Tea Time: Everything You Ever Need To Know About Tea-

“Life is like a cup of tea, it’s all in how you make it.”

Everyone needs that early morning boost--and in college, we often need that late morning, afternoon and even nighttime boost to get through a long day of classes and endless hours of studying. Most people turn to coffee, but what about tea? Besides the fact that there are countless flavors of tea made with delicious tastes from exotic spices to vanilla, there are also heaps of health benefits that come along with drinking tea.

Energy Boost: The most obvious factor. Unlike coffee, which has high caffeine content, tea has slightly lower amounts of caffeine that can help enhance blood flow to the brain without over-stimulating the heart. It also stimulates metabolism, respiratory system, heart, and kidneys--a great kick-start for your tired body in the morning.

White Teeth: Studies suggest that black tea reduces plaque formation as well as restricts bacteria growth that lead to cavities and tooth decays.

Stress Relief: Not only does it help slow you down after a long day, studies show that the amino acids found in black tea can help you relax and concentrate better. Black tea has also been shown to reduce levels of the stress hormone cortisol when consumed in moderate amounts on a regular basis.

Fight the Flu: Black tea contains agents that help boost our immune response and have the ability to fight commonly found viruses in our everyday lives.

Antioxidants: Black tea contains antioxidants that help block DNA damage associated with tobacco or other toxic chemicals. These antioxidants are different from those obtained from fruits and vegetables and can provide additional benefits towards a healthy body.

Lower Risk of Diabetes: Based on a research study conducted of elderly people living in the Mediterranean islands it was discovered that people that had been consuming black tea on a long-term basis on a moderate level (1-2 cups a day) had a 70% lower chance of having or developing type 2 diabetes.

Cancer Prevention: Research over the years suggests that antioxidants in tea may help prevent different types of cancer. Also, women who drink black tea regularly have a lower chance of ovarian cancer.

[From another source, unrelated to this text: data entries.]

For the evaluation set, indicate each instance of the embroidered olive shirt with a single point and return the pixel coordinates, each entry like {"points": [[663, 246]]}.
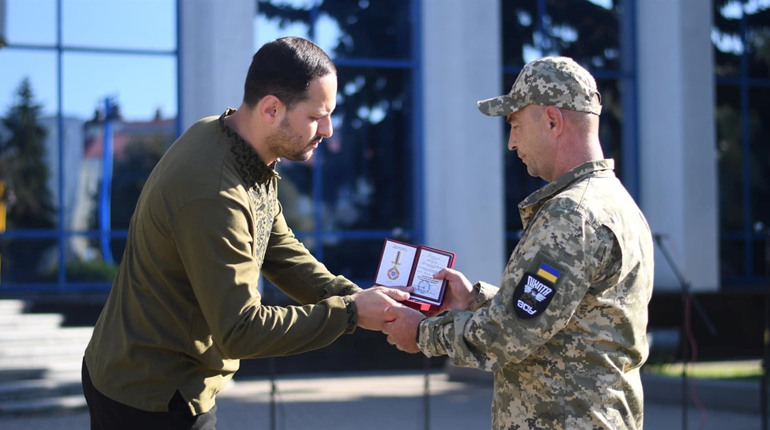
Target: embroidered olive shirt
{"points": [[565, 333], [184, 307]]}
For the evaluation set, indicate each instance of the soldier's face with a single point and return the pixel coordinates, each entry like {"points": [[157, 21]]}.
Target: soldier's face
{"points": [[529, 140]]}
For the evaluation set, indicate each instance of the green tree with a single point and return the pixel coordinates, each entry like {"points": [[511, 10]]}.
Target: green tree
{"points": [[23, 167]]}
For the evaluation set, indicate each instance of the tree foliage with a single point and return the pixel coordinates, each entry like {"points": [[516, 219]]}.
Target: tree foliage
{"points": [[23, 167], [23, 163]]}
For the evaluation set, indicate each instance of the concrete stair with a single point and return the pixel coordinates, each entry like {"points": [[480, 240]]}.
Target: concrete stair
{"points": [[39, 362]]}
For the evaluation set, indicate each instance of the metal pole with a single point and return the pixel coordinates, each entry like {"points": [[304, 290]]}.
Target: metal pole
{"points": [[106, 188]]}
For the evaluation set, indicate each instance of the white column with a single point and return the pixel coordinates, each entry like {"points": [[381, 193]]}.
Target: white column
{"points": [[677, 138], [216, 46], [463, 149]]}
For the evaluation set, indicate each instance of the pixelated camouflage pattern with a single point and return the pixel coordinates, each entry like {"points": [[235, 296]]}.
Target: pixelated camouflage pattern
{"points": [[576, 366], [548, 81]]}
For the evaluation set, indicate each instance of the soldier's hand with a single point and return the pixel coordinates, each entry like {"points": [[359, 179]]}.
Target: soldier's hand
{"points": [[459, 293], [402, 328], [371, 304]]}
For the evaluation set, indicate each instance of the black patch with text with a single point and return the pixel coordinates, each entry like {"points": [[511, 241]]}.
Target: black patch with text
{"points": [[532, 296]]}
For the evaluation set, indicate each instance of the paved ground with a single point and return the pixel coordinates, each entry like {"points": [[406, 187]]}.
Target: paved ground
{"points": [[393, 400]]}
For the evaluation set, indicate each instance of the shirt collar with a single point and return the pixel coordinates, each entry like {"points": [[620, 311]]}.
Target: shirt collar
{"points": [[252, 169], [589, 168]]}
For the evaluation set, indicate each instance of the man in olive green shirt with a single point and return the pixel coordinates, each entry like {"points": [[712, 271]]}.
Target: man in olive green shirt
{"points": [[184, 307]]}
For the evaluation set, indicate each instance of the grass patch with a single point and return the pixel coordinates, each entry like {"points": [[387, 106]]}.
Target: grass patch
{"points": [[751, 370]]}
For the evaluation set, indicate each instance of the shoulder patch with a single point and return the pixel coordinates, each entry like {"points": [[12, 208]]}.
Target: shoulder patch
{"points": [[535, 291]]}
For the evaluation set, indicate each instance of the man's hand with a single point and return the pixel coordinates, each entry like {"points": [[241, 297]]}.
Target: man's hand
{"points": [[459, 292], [402, 328], [372, 303]]}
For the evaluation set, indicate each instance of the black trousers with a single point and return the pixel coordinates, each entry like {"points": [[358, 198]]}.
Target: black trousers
{"points": [[107, 414]]}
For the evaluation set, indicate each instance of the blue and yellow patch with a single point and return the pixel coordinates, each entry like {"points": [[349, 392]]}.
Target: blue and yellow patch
{"points": [[548, 273]]}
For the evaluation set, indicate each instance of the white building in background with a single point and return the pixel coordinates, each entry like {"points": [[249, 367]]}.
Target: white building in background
{"points": [[675, 72]]}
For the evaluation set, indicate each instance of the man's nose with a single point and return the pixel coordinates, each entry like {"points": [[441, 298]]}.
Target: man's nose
{"points": [[325, 128]]}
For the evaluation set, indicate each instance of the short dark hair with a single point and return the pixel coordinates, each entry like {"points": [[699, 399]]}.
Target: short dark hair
{"points": [[284, 68]]}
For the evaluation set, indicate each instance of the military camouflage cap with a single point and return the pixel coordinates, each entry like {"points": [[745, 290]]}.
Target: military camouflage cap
{"points": [[548, 81]]}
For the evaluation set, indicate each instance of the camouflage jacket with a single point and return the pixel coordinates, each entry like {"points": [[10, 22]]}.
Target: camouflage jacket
{"points": [[565, 333]]}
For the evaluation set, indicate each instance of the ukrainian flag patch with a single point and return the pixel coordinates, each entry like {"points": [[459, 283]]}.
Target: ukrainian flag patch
{"points": [[548, 273]]}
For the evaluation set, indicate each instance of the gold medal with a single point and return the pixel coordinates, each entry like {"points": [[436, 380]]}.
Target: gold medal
{"points": [[393, 273]]}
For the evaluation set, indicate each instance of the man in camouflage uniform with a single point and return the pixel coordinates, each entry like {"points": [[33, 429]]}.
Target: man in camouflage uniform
{"points": [[564, 334]]}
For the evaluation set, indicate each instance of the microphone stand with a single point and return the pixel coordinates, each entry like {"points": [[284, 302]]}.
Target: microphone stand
{"points": [[268, 293], [763, 393], [687, 297]]}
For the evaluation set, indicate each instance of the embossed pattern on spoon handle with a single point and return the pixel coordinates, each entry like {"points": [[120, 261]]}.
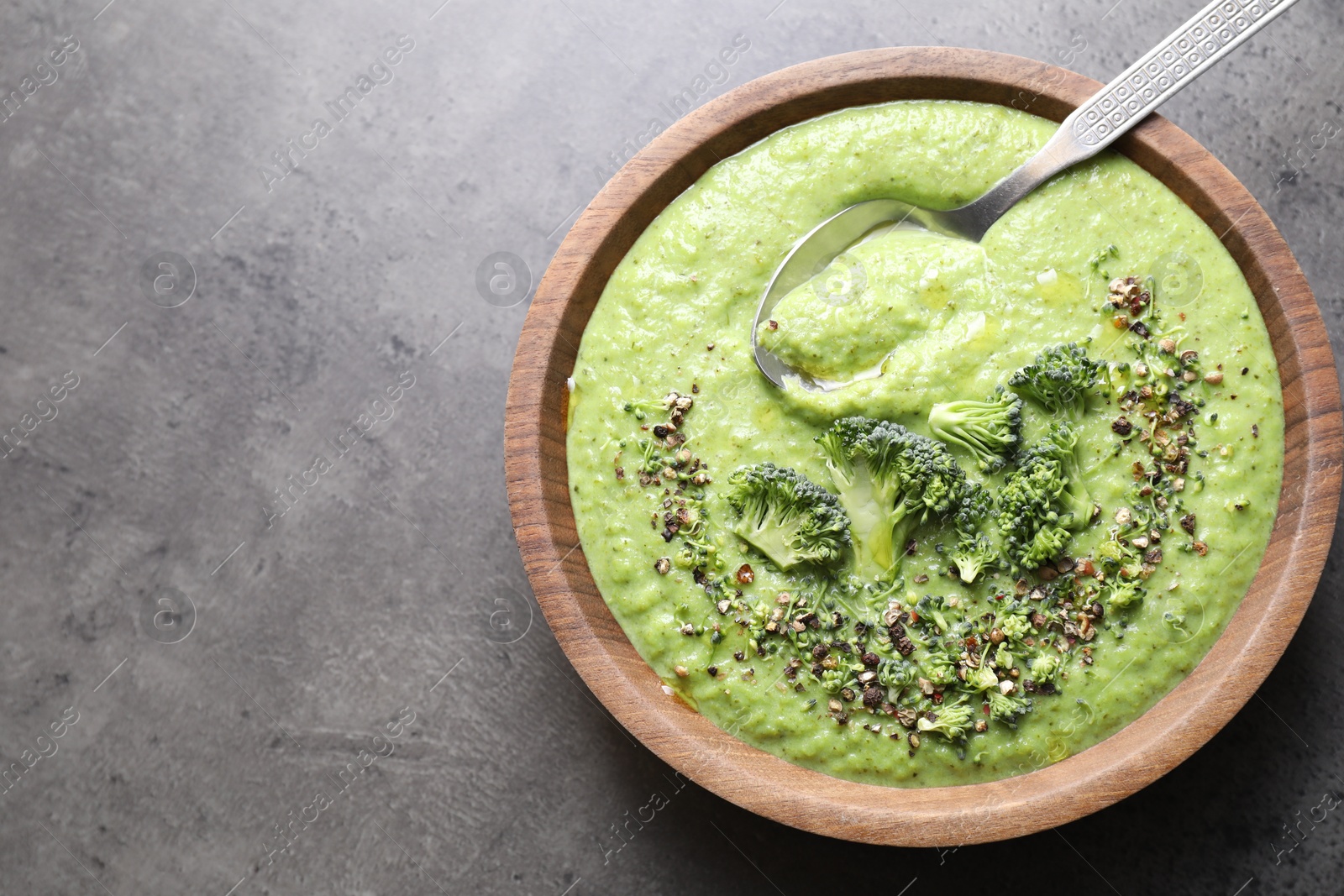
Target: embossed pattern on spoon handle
{"points": [[1184, 55]]}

Weight Loss: Besides boosting your metabolism, a study in the Obesity Research Journal suggests that green tea extracts may actually interfere with fat formation in the body. Green tea extracts should not be confused with bottled green tea drinks that may be full of added sugar. To get green tea extracts boil some water with a good old-fashioned teabag or loose tea.

Skincare: Green tea can help with wrinkles and signs of aging because of the antioxidant and anti-inflammatory activities. Studies have demonstrated that green tea applied topically can reduce sun damage.

Alzheimer’s and Parkinson’s: Studies carried out on mice showed that green tea protected brain cells from dying and restored damaged brain cells. It is said to delay the deterioration caused by Alzheimer’s and Parkinson’s.

Healthy Heart: In a 2009 research paper, researchers found that individuals who consume 3 or more cups of tea had a 21% lower risk of a stroke than people who consume less than 1 cup of green or black tea per day.

Depression: Theanine is an amino acid naturally found in tea leaves and is a substance thought to provide a relaxing and tranquilizing effect.

Strong Bones: It has also been suggested that regular tea drinkers have stronger bones and lower probability of developing arthritis due to the phytochemicals found in tea.